Tuesday, April 14, 2009

Calling A Mulligun

"Remember that we become those who we die for, carrying their guilt on our shoulders, only having a life lost in the heat of innocent bravery. We are our loved ones heroes, and they won't even notice. They can't. That's the beauty of it, I guess."

For those of you who don't know, my father runs the Coca-Cola Scholarship Foundation. That means that every year, they give away 250 scholarships to high school seniors around the country. There are 200 $10,000 scholarships and 50 $20,000 scholarships, so that equals $3 million a year in scholarships.

The kids who get these scholarships are not just your regular everyday students. The people getting these scholarships are the ones making straight A's through high school. Lots of kids make straight A's though, so what else is to it? These kids are also the ones putting hundreds of hours into charity work each year. These are the kids who are captains of sports teams, presidents of student government, working 2 jobs to take care of their younger siblings because their parents aren't able to. These kids are heroes and inspirations.

It's around this time each year when my dad brings home 250 folders to look over and I like to look at them when I get the chance and I'm always amazed at what I read.
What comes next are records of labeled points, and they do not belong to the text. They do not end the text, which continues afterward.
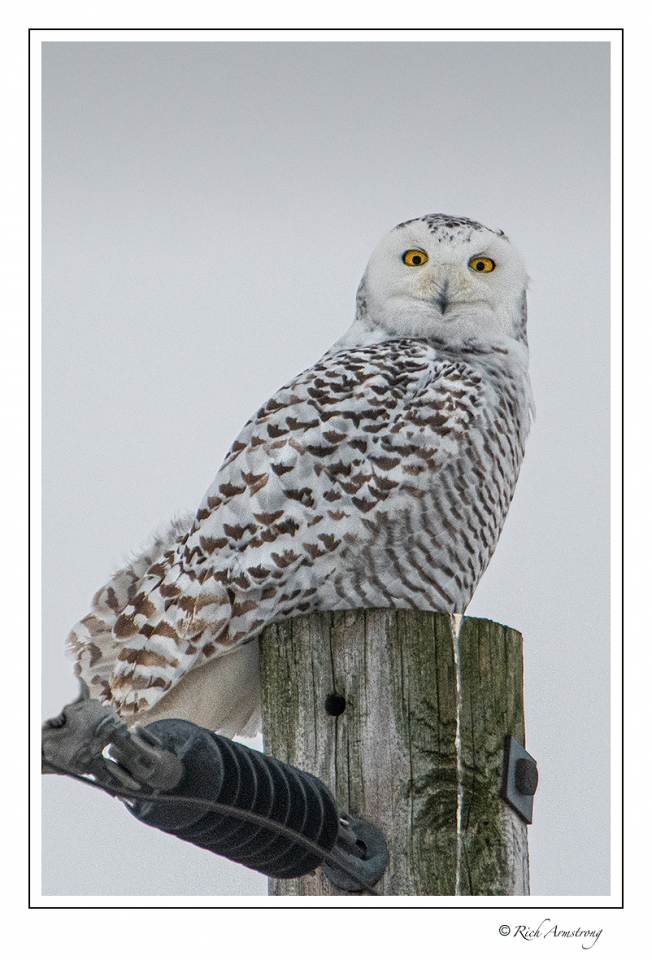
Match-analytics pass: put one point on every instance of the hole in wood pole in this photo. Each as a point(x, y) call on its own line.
point(334, 704)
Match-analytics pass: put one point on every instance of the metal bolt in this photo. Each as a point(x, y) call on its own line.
point(526, 777)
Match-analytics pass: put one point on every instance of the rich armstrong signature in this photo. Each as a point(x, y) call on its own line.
point(548, 929)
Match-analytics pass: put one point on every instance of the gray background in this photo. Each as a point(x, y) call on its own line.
point(208, 210)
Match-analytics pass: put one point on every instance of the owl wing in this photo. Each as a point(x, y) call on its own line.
point(305, 488)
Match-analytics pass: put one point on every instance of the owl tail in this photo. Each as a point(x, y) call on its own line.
point(91, 641)
point(222, 695)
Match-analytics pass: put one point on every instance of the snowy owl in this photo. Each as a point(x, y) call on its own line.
point(379, 477)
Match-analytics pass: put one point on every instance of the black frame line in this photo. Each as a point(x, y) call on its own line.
point(425, 30)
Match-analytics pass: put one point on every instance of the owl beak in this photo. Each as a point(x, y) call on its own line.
point(442, 297)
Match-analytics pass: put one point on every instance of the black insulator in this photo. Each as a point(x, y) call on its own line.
point(222, 771)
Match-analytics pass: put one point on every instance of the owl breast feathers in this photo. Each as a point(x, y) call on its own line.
point(379, 477)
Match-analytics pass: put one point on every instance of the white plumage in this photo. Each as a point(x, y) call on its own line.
point(381, 476)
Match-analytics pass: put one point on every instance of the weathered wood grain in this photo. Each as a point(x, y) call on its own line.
point(391, 755)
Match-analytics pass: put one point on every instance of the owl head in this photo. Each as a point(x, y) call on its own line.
point(447, 278)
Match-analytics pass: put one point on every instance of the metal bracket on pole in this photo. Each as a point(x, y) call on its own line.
point(520, 779)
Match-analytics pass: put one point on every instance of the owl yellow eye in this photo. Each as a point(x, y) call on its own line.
point(415, 258)
point(482, 264)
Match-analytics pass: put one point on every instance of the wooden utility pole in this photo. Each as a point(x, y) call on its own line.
point(406, 724)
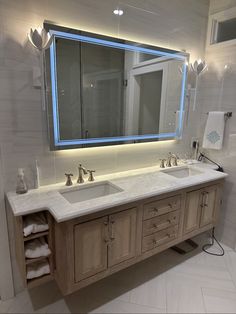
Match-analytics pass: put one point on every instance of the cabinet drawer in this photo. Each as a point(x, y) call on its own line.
point(159, 223)
point(152, 241)
point(161, 207)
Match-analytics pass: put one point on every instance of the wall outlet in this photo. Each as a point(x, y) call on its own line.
point(194, 142)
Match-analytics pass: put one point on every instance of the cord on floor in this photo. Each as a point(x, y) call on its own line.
point(213, 240)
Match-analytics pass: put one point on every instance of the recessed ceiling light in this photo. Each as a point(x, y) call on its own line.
point(118, 12)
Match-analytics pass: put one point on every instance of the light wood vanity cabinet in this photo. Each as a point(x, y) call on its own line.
point(122, 229)
point(90, 248)
point(200, 208)
point(104, 242)
point(95, 246)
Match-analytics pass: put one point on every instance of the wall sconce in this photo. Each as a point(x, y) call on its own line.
point(198, 67)
point(41, 40)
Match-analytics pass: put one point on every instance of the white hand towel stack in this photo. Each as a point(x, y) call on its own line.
point(37, 270)
point(34, 223)
point(37, 248)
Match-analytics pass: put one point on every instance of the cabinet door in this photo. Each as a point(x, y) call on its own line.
point(122, 230)
point(90, 242)
point(210, 197)
point(192, 211)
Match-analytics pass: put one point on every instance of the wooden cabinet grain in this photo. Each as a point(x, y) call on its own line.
point(201, 208)
point(104, 242)
point(122, 243)
point(192, 211)
point(95, 246)
point(90, 245)
point(209, 205)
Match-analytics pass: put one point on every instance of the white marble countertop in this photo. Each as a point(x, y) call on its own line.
point(135, 184)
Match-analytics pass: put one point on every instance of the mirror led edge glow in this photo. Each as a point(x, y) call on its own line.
point(56, 131)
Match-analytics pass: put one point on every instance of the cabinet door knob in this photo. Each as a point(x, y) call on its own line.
point(112, 234)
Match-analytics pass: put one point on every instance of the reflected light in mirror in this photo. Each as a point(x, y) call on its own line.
point(107, 149)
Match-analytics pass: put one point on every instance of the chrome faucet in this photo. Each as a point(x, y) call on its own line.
point(175, 159)
point(82, 171)
point(162, 163)
point(168, 161)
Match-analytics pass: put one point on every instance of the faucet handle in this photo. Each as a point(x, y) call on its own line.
point(68, 179)
point(176, 158)
point(91, 177)
point(162, 163)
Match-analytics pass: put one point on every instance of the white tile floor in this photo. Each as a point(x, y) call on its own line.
point(166, 283)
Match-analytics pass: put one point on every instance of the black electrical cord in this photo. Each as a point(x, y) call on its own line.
point(213, 240)
point(201, 155)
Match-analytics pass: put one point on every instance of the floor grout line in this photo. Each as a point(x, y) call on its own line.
point(203, 301)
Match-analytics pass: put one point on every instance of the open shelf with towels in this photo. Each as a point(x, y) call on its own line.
point(36, 235)
point(35, 244)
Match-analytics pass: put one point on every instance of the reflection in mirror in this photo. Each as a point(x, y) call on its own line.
point(105, 93)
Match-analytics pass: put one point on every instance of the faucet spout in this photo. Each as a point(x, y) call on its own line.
point(82, 171)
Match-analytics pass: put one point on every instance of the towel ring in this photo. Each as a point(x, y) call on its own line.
point(227, 114)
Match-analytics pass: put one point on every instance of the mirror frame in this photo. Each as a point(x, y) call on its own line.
point(56, 142)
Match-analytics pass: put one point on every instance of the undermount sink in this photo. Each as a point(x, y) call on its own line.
point(95, 190)
point(182, 172)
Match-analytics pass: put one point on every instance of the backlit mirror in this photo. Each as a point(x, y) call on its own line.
point(104, 90)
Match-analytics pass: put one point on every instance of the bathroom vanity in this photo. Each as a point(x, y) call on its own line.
point(97, 229)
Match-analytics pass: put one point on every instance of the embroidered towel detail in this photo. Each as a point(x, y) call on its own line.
point(214, 131)
point(34, 223)
point(37, 270)
point(37, 248)
point(213, 137)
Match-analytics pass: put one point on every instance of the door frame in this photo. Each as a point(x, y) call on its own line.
point(132, 108)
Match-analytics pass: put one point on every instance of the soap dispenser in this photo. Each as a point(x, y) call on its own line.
point(21, 186)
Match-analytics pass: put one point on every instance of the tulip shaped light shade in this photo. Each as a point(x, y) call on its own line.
point(198, 67)
point(40, 38)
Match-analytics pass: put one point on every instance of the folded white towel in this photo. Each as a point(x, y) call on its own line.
point(37, 270)
point(214, 131)
point(34, 223)
point(36, 248)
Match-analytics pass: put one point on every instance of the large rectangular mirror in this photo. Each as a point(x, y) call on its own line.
point(106, 90)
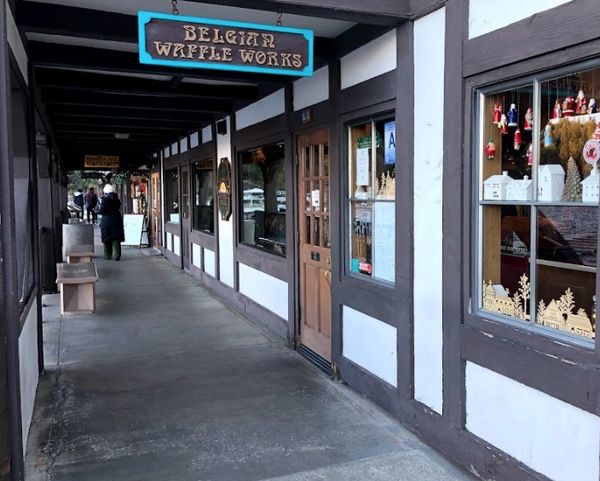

A few years ago, I attended the scholar's final night in Atlanta and was talking to this guy my age from Dallas who had received one of the $20,000 scholarships. We were just talking normal guy stuff, sports, music, girls, etc. With the night growing to an end, he said to me, "Man, you can't begin to understand how much this means to me. Not just the scholarship, but your dad has been the closest thing to a father figure I have ever had. He's only known me a few days and he's already offered to help me with anything I ever need. I hope you know how lucky you are to have him as your dad."

That stuck with me for a long time and recently it finally crashed down on top of me. I've never lived up to what I should be. I'm a smart guy, I love learning but I hate actually trying in school so I don't do as well as I should. In my heart, I love helping people, but I tend to shut people out and push them away because I'm scared. I guess I've just always been afraid of failing so I never really tried because if you never start something, you can't be expected to finish.

Well, that's going to change from now on. I've made a lot of enemies in my life and I don't have room for anymore. I do have a lot more room for friends though. So, it's time to start acting more like the man I should have already become. I want to do better in school, I want to be happy, but most of all I want to make others smile. No more chasing women, no more drinking myself into a stupor multiple times a week, no more begging God to give me things. From now on, it's whatever He wants me to receive. Wish me luck.